Kahoot! is another great app which is popular with schools, where teachers can create their own quizzes and there are previously uploaded ones which you can also use.

What these apps tell us is that are a lot of different ways to incorporate creativity into the classroom for free.

I don’t believe the popular theory that educators don’t understand creativity, I believe that having to prepare what they are going to teach beforehand with schemes of work and lessons plans doesn’t seem creative. Yet in the classroom teachers have to work by the fly all the time and creatively handle any potential problems, the implementation of a lesson is the creative bit as you are responding to the students as they react to the lesson.

Being creative is about thinking outside the box when presenting ideas. The teacher is performing ideas and reacting to the students, as if they were constantly doing ad-lib. Sometimes the teacher may perform the same way every lesson which is why it doesn’t seem very creative.

The British council recommends several ways to becoming a more creative teacher:

  • Learn about different things and bring them into your teaching – learn artistic hobby, learn a song about a subject you are teaching, learn about teaching itself
  • Make connections with other teachers – your fellow staff members, over social media, blogs, attend talks.
  • Learn and save new ways of teaching old ideas
  • Share what you have learned
  • Practice your creativity – practice new lessons and methods
  • Experiment and reflect – the number one thing you can do is reflect on what went wrong.
  • Make it a daily goal to be creative – start with one class a day then move to two, and then three until eventually you are being creative in all your classes

So, being a creative teacher means experimenting with methods outside your subject and maybe comfort zone and using all of your skills and talent to make what you are teaching different.

Reflecting on your practice is something all teachers should do whether you have a good or bad day. Reflecting on your bad day can show you where you can better next time.
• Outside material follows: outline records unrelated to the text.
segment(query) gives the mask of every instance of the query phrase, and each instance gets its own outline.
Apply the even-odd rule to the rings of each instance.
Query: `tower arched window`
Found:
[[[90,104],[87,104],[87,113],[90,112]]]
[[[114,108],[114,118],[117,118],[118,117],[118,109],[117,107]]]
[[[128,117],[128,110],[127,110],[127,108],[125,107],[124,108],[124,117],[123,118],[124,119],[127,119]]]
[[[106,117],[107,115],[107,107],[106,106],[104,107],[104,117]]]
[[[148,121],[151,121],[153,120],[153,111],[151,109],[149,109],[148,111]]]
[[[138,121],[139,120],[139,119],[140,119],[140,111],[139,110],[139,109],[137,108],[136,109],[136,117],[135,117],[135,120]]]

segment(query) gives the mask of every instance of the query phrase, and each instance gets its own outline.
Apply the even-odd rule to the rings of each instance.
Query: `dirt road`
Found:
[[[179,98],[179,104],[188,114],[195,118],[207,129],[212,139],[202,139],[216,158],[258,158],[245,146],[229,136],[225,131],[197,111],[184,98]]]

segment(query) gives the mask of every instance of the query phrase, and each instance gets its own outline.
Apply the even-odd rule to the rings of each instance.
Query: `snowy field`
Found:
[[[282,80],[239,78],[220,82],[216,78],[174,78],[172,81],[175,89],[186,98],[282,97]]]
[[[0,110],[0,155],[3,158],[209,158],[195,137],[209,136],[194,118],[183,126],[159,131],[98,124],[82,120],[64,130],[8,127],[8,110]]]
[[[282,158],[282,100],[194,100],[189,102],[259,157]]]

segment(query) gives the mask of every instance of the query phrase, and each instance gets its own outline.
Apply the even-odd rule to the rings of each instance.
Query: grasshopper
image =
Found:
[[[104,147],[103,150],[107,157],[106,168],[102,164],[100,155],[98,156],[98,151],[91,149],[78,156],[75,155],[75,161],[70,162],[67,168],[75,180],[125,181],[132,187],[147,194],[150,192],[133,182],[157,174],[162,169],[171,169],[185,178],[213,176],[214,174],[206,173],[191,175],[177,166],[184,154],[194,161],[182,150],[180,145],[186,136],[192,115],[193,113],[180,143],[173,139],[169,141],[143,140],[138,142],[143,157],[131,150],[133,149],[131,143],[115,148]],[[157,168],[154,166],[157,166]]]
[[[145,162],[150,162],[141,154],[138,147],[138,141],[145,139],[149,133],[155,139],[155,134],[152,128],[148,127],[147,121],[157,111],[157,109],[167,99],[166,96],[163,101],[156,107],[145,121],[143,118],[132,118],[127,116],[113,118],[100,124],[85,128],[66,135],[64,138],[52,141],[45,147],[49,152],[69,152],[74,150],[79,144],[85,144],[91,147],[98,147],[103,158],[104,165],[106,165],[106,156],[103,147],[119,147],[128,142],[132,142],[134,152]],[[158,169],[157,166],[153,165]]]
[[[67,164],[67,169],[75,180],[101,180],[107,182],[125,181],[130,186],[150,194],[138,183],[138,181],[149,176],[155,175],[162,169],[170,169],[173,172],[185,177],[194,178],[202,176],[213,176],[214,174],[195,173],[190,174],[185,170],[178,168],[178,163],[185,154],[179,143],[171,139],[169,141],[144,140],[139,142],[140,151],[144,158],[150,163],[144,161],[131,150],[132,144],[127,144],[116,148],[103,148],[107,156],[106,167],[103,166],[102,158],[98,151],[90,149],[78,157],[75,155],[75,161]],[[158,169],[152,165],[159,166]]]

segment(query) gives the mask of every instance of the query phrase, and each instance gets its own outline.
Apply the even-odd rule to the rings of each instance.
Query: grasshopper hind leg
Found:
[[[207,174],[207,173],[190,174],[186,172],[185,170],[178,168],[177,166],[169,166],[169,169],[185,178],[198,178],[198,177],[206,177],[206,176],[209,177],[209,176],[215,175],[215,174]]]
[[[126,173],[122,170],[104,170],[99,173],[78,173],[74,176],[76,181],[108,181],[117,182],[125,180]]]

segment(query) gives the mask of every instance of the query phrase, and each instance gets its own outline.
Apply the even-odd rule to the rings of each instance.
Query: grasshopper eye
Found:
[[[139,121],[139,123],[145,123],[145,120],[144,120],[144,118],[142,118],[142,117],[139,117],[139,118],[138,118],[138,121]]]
Reflecting on different things you have tried can help you pinpoint what went right and wrong, so you can keep the right things when you do it next time.
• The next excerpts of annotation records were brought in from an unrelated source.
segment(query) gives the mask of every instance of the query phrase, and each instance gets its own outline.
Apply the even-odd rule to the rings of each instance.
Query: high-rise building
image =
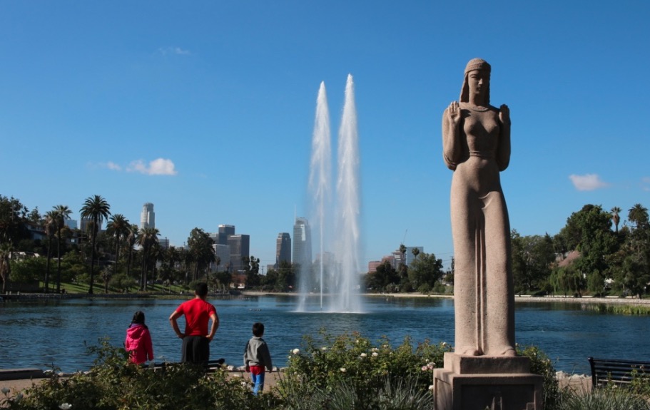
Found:
[[[213,244],[212,248],[215,251],[218,264],[215,264],[216,272],[223,272],[226,268],[230,268],[230,247],[227,245]],[[232,272],[232,270],[230,271]]]
[[[228,235],[228,245],[230,247],[230,272],[242,270],[241,258],[250,256],[250,237],[248,235]]]
[[[285,232],[278,233],[275,240],[275,267],[283,261],[291,263],[291,235]]]
[[[220,225],[219,232],[217,233],[215,242],[219,245],[228,245],[228,237],[231,235],[235,235],[235,225]]]
[[[153,212],[153,204],[146,203],[142,205],[142,212],[140,214],[140,228],[156,227],[156,213]]]
[[[293,262],[303,266],[312,262],[312,232],[305,217],[296,217],[293,225]]]

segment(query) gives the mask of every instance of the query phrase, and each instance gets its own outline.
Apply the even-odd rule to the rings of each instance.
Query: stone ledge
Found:
[[[0,380],[18,380],[21,379],[43,379],[46,377],[40,369],[0,369]]]
[[[447,352],[444,368],[456,374],[527,374],[530,359],[521,356],[466,356]]]

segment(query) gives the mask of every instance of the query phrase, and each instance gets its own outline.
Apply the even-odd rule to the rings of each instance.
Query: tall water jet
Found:
[[[301,264],[298,312],[309,310],[308,299],[315,294],[319,296],[322,312],[362,311],[359,292],[360,185],[354,88],[352,77],[348,75],[338,134],[338,168],[333,204],[330,199],[333,181],[330,115],[324,83],[318,91],[308,194],[312,199],[310,225],[318,237],[319,252],[315,264]],[[332,227],[334,232],[330,230]]]
[[[325,267],[323,257],[325,246],[327,241],[326,239],[327,229],[325,223],[330,220],[331,212],[328,210],[331,207],[331,186],[332,186],[332,147],[331,136],[330,133],[330,111],[327,106],[327,95],[325,91],[325,82],[320,83],[318,90],[318,96],[316,99],[316,116],[314,120],[314,131],[312,135],[312,156],[310,162],[309,184],[308,191],[312,199],[311,220],[312,226],[315,228],[318,235],[317,246],[320,250],[317,266],[300,266],[300,299],[298,304],[298,311],[305,312],[305,299],[307,296],[314,291],[317,285],[315,276],[318,279],[319,292],[319,302],[320,309],[323,309],[323,284]],[[311,265],[312,261],[308,261]],[[317,272],[314,272],[315,268]],[[315,275],[314,274],[316,274]]]
[[[359,136],[352,74],[347,75],[345,84],[345,103],[338,138],[335,251],[337,266],[332,270],[336,276],[336,292],[332,295],[330,310],[360,312]]]

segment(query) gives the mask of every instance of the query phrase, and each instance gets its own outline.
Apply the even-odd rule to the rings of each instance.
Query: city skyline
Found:
[[[649,14],[639,1],[2,2],[0,190],[41,213],[67,205],[80,226],[93,195],[134,224],[153,203],[176,246],[228,221],[265,267],[278,232],[310,216],[320,85],[333,140],[352,74],[361,265],[403,243],[447,267],[442,115],[480,57],[492,104],[510,108],[511,227],[554,235],[586,204],[624,222],[650,207],[650,138],[631,109],[650,91]]]

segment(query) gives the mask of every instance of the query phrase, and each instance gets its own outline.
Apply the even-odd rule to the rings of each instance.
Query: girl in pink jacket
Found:
[[[124,348],[129,352],[129,361],[141,364],[147,361],[153,360],[153,344],[151,343],[151,334],[149,329],[144,324],[144,313],[141,311],[133,314],[131,326],[126,329],[126,340]]]

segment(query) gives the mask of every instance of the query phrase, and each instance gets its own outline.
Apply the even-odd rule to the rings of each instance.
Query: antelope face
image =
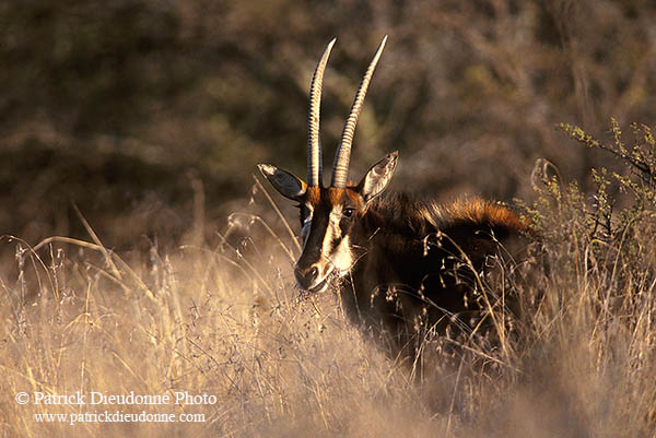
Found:
[[[276,190],[283,197],[298,202],[303,252],[296,262],[294,274],[298,285],[307,291],[325,291],[331,277],[349,272],[355,261],[349,237],[353,224],[364,213],[367,203],[385,190],[396,167],[398,155],[395,152],[376,163],[358,186],[347,187],[355,123],[386,40],[387,37],[383,38],[355,94],[335,156],[330,187],[324,187],[321,177],[319,105],[324,71],[335,39],[324,50],[309,87],[308,181],[305,182],[289,171],[269,164],[258,165]]]
[[[298,202],[303,252],[294,267],[300,287],[324,292],[331,279],[345,275],[354,262],[353,225],[367,204],[389,184],[398,154],[376,163],[358,186],[347,188],[307,186],[298,177],[260,164],[259,169],[285,198]]]

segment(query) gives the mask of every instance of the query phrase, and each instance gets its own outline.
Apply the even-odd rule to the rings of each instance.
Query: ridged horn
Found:
[[[332,45],[337,38],[332,38],[321,59],[315,69],[309,85],[309,110],[307,115],[307,179],[309,186],[319,186],[321,184],[321,142],[319,140],[319,118],[321,107],[321,86],[324,82],[324,71],[328,63],[328,56],[332,50]]]
[[[349,161],[351,159],[351,145],[353,144],[353,135],[355,133],[358,116],[360,116],[362,103],[364,102],[364,96],[366,95],[366,88],[372,80],[372,75],[374,74],[376,64],[378,63],[378,59],[380,59],[380,55],[383,54],[386,42],[387,35],[385,35],[383,42],[380,42],[378,50],[376,50],[376,55],[374,55],[374,59],[372,59],[372,62],[366,69],[366,73],[364,73],[364,78],[362,78],[362,82],[360,82],[360,87],[355,94],[353,106],[351,106],[351,113],[349,114],[344,129],[342,130],[339,147],[335,154],[335,163],[332,164],[332,180],[330,182],[330,186],[332,187],[343,189],[347,186]]]

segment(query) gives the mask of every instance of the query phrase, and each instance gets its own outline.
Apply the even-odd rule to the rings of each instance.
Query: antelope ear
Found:
[[[301,178],[270,164],[258,164],[257,168],[283,197],[293,201],[300,201],[305,194],[307,185]]]
[[[355,190],[364,198],[364,202],[368,202],[376,198],[389,185],[394,170],[396,169],[399,153],[397,151],[387,154],[385,158],[374,164],[366,173],[362,181]]]

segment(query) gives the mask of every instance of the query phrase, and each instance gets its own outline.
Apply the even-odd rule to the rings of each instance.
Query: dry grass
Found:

Using other subjects in your lesson that normally don’t go together could be a good way to go, like using music in science, art in maths, English in technology for example.

You could use the classical music The Planets by Gustav Holt in science, you could use the Fibonacci sequence which is featured in nature and used in art for maths as it is a mathematical formula. You could use literature that talks about technology like robots in the subject technology. The ideas are endless

It is not easy work re-doing lesson plans to find a more creative way to perform lessons, and the teacher needs to be willing to put the hard work in otherwise it won’t work.

When anyone is trying something new a support network is needed, if you as a teacher don’t have this then it can be daunting, trying to become more creative on your own which is why it’s one of the British councils’ steps.

 Find your support network even if it’s through social media.